Members of the Supervisory Board are entitled to receive the compensation irrespective of the frequency of the formally convened meetings.
The compensation is not due for a month in which a member of the Supervisory Board was not present at any of the formally convened meetings, for unjustified reasons. The decision on excusing or a failure to excuse the absence of a member of the Supervisory Board at its meeting is taken by the Supervisory Board by way of a resolution.
The compensation is calculated on a pro rata basis, in relation to the number of days when the function was performed, in case the appointment or dismissal occurred in the course of the calendar month.
The Company covers the costs incurred in connection with the performance of the functions assigned to the members of the Supervisory Board, in particular: the costs of the round trip between the place of residence and the venue of the Supervisory Board’s meeting or a meeting of the Supervisory Board Committee, the costs of the individual supervision and the costs of accommodation and board.

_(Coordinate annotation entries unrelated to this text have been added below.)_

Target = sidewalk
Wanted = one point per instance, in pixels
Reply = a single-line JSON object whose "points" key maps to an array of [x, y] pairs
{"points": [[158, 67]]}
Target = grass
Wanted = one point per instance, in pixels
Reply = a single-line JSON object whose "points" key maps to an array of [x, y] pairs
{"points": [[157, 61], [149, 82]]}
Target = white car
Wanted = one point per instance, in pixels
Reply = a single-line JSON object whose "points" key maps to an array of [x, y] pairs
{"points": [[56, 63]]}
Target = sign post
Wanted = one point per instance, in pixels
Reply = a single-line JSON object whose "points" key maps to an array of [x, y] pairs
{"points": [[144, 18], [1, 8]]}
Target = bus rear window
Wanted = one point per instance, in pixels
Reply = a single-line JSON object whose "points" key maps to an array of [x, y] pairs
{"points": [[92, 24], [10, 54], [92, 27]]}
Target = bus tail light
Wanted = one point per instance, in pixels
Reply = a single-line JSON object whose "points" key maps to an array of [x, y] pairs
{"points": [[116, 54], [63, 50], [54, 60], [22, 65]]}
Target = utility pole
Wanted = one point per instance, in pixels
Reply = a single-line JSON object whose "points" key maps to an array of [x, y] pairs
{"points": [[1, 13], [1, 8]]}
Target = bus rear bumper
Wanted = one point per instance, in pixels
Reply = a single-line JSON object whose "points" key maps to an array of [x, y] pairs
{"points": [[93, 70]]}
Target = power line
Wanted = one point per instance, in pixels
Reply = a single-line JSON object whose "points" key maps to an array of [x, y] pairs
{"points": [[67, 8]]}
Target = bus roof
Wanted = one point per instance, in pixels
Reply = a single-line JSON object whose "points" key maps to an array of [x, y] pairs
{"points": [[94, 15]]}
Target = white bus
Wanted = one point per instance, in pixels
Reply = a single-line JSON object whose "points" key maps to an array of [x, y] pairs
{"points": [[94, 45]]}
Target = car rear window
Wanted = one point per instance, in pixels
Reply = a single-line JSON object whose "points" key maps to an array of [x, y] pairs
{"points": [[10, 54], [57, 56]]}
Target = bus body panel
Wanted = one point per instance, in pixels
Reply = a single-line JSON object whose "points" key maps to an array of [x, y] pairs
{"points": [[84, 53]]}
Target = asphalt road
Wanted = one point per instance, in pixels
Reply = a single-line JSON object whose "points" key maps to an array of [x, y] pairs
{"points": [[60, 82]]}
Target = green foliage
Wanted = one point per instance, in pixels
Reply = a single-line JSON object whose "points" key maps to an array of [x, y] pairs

The compensation of the members of the Company’s Supervisory Board in 2019 is presented in the following table.
# | First and last name | Period of holding the position in 2019 | Compensation (PLN ‘000) |
---|---|---|---|
1. | Beata Chłodzińska | 01.01.2019 – 31.12.2019 | 102 |
2. | Teresa Famulska | 01.01.2019 – 31.12.2019 | 90 |
3. | Jacek Szyke | 01.01.2019 – 31.12.2019 | 90 |
4. | Radosław Domagalski – Łabędzki | 01.01.2019 – 08.05.2019 | 32 |
5. | Barbara Łasak – Jarszak | 01.01.2019 – 31.12.2019 | 90 |
6. | Paweł Pampuszko | 01.01.2019 – 08.05.2019 | 32 |
7. | Rafał Pawełczyk | 08.05.2019 – 26.07.2019 | 20 |
8. | Grzegorz Peczkis | 06.12.2019 – 31.12.2019 | 6 |
9. | Jan Płudowski | 01.01.2019 – 31.12.2019 | 90 |
10. | Marcin Szlenk | 01.01.2019 – 31.12.2019 | 90 |
11. | Katarzyna Taczanowska | 08.05.2019 – 31.12.2019 | 58 |
12. | Agnieszka Woźniak | 01.01.2019 – 31.12.2019 | 90 |
Total | 790 |
The Company does not have any obligations towards the former members of the Supervisory Board due to pensions or benefits of similar nature.